Travel insurance exclusions to watch out for in Nicaragua

Exclusions are found in all travel insurance policies and are conditions in which the insurer will not pay a benefit. Some of the exclusions to watch out for include:

  • Reckless behaviour: Your insurer will not pay a benefit for a claim that has resulted from reckless behaviour that unnecessarily endangers yourself or others, for example, drink driving or undertaking activities without safety equipment.
  • Failure to take suitable precautions: You are required to take appropriate steps to avoid needing to make a claim in the first place. This can include getting immunisations for diseases known to be found in Nicaragua, following warning signs and keeping your belongings properly secured.
  • Pre-existing conditions: By default, you cannot expect pre-existing conditions to be covered. However, this does not mean that you cannot get them covered. Talk to your insurer about your pre-existing conditions to get cover for them.

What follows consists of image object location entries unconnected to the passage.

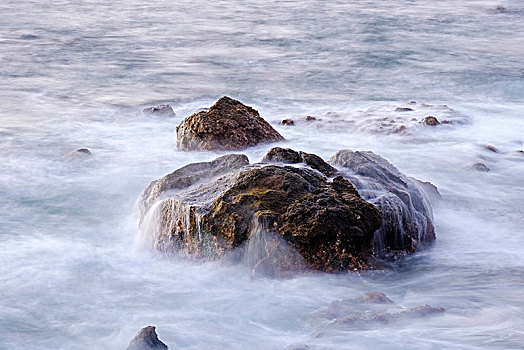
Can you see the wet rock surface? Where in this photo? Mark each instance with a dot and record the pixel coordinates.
(81, 153)
(281, 218)
(369, 310)
(407, 218)
(227, 125)
(481, 167)
(146, 339)
(160, 110)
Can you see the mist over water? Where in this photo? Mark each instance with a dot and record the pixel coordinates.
(73, 274)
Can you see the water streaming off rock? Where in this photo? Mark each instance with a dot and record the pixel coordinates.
(78, 75)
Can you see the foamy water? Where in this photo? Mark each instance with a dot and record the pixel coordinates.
(73, 274)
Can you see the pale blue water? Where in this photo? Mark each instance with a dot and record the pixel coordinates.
(78, 73)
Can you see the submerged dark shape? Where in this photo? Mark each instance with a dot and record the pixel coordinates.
(146, 339)
(481, 167)
(369, 310)
(288, 122)
(289, 218)
(227, 125)
(407, 218)
(430, 120)
(81, 153)
(160, 110)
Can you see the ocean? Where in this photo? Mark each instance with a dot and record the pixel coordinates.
(77, 74)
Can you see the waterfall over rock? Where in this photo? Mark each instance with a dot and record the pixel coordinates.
(407, 218)
(284, 215)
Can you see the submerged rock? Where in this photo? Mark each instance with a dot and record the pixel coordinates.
(81, 153)
(431, 121)
(146, 339)
(227, 125)
(368, 310)
(289, 156)
(407, 218)
(160, 110)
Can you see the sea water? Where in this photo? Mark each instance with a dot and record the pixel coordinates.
(75, 74)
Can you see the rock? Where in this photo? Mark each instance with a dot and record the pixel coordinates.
(228, 125)
(289, 156)
(431, 121)
(299, 218)
(160, 110)
(189, 175)
(490, 148)
(481, 167)
(146, 339)
(297, 347)
(407, 218)
(400, 129)
(81, 153)
(403, 109)
(369, 310)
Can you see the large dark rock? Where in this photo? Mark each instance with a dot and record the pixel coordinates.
(146, 339)
(407, 218)
(285, 218)
(160, 110)
(227, 125)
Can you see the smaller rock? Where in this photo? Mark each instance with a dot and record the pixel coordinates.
(403, 109)
(146, 339)
(500, 9)
(160, 110)
(227, 125)
(431, 121)
(372, 298)
(490, 148)
(400, 129)
(481, 167)
(289, 156)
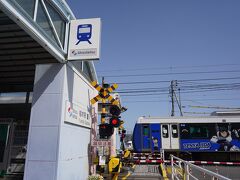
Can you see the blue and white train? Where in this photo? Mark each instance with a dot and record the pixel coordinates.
(187, 134)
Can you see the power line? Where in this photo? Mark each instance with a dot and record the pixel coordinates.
(178, 73)
(169, 68)
(184, 80)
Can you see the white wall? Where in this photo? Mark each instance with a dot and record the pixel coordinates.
(58, 150)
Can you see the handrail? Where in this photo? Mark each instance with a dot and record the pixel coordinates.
(187, 173)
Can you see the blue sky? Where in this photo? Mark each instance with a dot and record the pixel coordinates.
(168, 40)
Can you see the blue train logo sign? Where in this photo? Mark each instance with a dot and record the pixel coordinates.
(84, 39)
(84, 33)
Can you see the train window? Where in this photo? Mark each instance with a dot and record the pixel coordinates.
(197, 132)
(174, 131)
(145, 130)
(165, 131)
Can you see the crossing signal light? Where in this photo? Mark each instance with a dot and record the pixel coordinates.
(105, 130)
(115, 111)
(115, 122)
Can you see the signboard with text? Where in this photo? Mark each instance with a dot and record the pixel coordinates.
(77, 114)
(84, 39)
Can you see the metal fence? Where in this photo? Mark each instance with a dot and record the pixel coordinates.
(184, 170)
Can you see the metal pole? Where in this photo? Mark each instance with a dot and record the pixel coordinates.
(186, 172)
(172, 98)
(172, 167)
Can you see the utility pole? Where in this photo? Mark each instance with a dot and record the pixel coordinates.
(172, 97)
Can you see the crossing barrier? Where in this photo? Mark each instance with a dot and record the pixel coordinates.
(182, 170)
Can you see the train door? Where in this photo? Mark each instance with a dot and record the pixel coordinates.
(166, 140)
(174, 136)
(170, 137)
(146, 137)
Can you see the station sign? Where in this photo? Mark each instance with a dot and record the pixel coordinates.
(99, 143)
(84, 39)
(77, 114)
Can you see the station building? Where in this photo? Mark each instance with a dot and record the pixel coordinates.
(45, 110)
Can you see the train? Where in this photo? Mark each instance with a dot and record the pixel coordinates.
(188, 135)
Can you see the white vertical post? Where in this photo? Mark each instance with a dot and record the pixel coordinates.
(186, 172)
(172, 166)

What happens if I have a medical emergency in Nicaragua?

You are strongly advised to get travel insurance that covers overseas medical costs before departure. Medical facilities are lacking outside of Nicaragua’s capital of Managua and an accident may require airlifting or evacuation.

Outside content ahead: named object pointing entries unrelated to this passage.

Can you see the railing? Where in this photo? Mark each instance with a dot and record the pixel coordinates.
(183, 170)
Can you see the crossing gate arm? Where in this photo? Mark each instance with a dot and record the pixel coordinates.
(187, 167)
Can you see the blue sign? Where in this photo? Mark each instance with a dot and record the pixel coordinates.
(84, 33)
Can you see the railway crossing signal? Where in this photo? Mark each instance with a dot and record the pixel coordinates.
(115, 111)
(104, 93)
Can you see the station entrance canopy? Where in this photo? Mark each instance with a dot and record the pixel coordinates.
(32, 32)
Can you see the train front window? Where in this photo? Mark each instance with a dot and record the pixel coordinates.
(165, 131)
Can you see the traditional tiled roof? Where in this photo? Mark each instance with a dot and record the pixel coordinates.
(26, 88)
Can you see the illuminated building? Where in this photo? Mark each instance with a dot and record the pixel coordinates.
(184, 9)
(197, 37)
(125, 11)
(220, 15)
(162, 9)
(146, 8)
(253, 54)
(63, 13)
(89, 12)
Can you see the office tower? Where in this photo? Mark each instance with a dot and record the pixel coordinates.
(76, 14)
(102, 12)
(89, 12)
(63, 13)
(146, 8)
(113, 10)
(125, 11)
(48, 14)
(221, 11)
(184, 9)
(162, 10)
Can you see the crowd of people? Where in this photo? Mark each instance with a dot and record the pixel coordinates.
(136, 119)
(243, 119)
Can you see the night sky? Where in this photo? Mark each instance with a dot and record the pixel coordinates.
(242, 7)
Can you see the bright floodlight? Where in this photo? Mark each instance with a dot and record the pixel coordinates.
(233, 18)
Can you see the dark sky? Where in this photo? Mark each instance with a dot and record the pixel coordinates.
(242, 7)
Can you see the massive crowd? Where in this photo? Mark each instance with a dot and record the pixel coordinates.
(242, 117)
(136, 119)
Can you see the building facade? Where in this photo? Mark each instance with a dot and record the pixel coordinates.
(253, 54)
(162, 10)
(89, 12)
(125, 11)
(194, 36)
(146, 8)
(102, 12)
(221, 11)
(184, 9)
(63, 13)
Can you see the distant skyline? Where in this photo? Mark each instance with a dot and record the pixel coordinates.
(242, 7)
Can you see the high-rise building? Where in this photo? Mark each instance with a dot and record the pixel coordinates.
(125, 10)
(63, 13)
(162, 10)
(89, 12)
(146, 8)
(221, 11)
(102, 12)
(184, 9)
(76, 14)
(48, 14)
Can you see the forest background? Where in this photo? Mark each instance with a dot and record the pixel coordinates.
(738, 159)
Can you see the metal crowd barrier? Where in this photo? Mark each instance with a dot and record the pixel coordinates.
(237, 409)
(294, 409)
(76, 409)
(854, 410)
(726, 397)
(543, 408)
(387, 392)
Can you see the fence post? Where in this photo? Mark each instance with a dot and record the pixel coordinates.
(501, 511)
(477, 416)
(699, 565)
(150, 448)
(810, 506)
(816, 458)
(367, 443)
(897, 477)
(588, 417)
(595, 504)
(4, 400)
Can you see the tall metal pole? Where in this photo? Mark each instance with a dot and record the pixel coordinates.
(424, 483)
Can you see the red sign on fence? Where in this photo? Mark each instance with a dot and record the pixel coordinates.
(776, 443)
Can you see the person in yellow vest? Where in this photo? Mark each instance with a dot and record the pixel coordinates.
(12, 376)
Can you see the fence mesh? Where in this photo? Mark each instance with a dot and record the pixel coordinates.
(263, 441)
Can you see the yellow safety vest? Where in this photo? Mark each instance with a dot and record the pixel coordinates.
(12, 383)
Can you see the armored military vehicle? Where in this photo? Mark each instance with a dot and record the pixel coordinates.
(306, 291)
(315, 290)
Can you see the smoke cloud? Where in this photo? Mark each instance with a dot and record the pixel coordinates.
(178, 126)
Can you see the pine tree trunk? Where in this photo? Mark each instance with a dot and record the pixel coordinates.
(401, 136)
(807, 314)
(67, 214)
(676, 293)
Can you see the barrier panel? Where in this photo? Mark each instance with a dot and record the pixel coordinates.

Who do I contact in the event of an emergency?

  • Contact the Australian embassy in Managua for lost passports, legal trouble or miscellaneous issues, but be aware that the assistance they can provide may be limited. Call them on +505 2298 5300 or email at aushonconsul.nicaragua@gmail.com.
  • Contact your insurer on their 24/7 claims helpline as soon as you are reasonably able for any claimable event. Avoid travel insurance brands that do not have a 24/7 claims line.
  • Contact the local authorities, your tour operator or hotel as appropriate.

What are some travel risks specific to Nicaragua?

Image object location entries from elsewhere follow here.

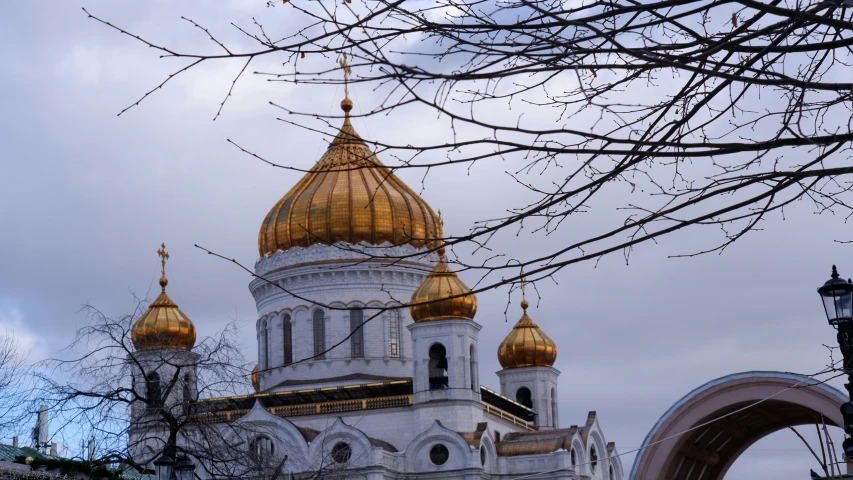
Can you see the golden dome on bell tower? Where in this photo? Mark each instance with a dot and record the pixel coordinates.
(442, 296)
(163, 325)
(527, 345)
(348, 196)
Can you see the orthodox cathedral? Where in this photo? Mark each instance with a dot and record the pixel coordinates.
(349, 384)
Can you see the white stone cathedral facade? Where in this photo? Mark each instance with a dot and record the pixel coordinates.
(350, 385)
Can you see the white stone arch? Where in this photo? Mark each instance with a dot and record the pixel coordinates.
(462, 455)
(327, 317)
(280, 316)
(263, 344)
(487, 441)
(513, 395)
(287, 439)
(580, 455)
(387, 317)
(320, 451)
(474, 366)
(347, 328)
(615, 462)
(596, 439)
(300, 311)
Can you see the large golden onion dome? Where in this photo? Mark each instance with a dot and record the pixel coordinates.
(348, 196)
(527, 345)
(163, 325)
(436, 298)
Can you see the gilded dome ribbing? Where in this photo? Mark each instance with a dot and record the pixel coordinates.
(431, 301)
(348, 196)
(163, 325)
(527, 345)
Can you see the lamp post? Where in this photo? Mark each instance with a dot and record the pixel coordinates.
(168, 469)
(837, 296)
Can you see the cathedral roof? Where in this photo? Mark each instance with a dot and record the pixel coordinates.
(443, 296)
(527, 345)
(163, 325)
(348, 196)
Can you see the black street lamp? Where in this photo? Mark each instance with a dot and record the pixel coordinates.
(164, 465)
(837, 296)
(167, 469)
(185, 469)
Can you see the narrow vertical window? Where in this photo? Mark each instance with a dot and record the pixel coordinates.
(473, 364)
(189, 399)
(319, 334)
(554, 408)
(288, 340)
(153, 393)
(356, 319)
(265, 351)
(438, 367)
(523, 396)
(394, 333)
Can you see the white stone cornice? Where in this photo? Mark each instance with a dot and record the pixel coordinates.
(342, 251)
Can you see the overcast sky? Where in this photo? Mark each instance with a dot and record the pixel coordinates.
(87, 197)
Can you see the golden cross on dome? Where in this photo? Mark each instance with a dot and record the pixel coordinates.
(164, 255)
(345, 66)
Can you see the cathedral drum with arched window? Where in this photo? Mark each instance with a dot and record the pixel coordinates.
(330, 253)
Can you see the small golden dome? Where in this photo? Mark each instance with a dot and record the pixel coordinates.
(163, 325)
(255, 382)
(440, 284)
(348, 196)
(527, 345)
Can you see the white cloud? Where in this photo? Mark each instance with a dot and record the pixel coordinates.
(13, 322)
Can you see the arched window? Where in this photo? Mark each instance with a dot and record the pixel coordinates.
(356, 340)
(319, 334)
(189, 399)
(288, 339)
(263, 350)
(437, 367)
(593, 458)
(554, 407)
(153, 393)
(394, 333)
(261, 448)
(473, 364)
(523, 396)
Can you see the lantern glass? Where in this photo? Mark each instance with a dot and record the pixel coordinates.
(837, 296)
(164, 465)
(838, 305)
(184, 469)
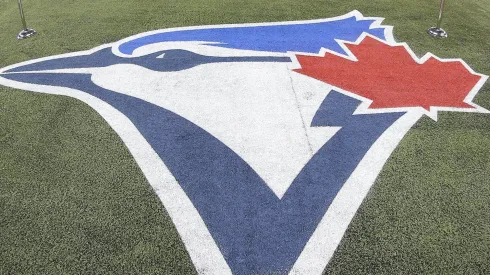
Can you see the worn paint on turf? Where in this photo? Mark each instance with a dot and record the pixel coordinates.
(261, 140)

  • Unrest and disputes: Protests have been known to occur with little warning in Nicaragua. There are also boundary disputes in the Caribbean between Nicaragua and Honduras and boats travelling in this area have been known to be detained and impounded. Travellers are advised to avoid demonstrations and exercise caution in border regions.
  • Crime: Firearms are common in Nicaragua has a high risk of crime and guns are sometimes often used in car jacking violent crime and robberies. Travellers are advised to cooperate with assailants where reasonable to ensure their own safety. Avoid nonessential travel at night and avoid discussing travel plans or business affairs with strangers or in public places. Exercise particular caution against robbery in tourist areas and against violence and gang crime in Managua, Granada and San Juan del Sur.
  • Crime:Road conditions: Traffic accidents and fatalities are common in Nicaragua, contributed to by unpredictable local driving habits, poorly lit and maintained roads and transport crime. Travel in daylight, in groups and with your doors and windows locked and avoid hitchhiking or picking up hitchhikers.
  • Weather: The hurricane season in Nicaragua is from June to November, when flooding, mudslides and essential service disruptions are more likely to occur.
  • Landmines: Landmines pose a significant threat in the northern border regions of Nicaragua. Travellers should note that minefields are not always marked and should not venture off the main roads in these areas.

What are the entry requirements for Nicaragua?

Nicaragua is part of the Central American Border Control Agreement (CA-4) along with Honduras, Guatemala and El Salvador. This means that if you have a valid entry card for one of these countries you can use it for all. Australian visitors to Nicaragua do not require a visa, but may purchase an entry card on arrival for about USD$10. This is valid for up to 90 days and renewable for another 30. You will need a passport that’s valid for at least six more months to get an entry card.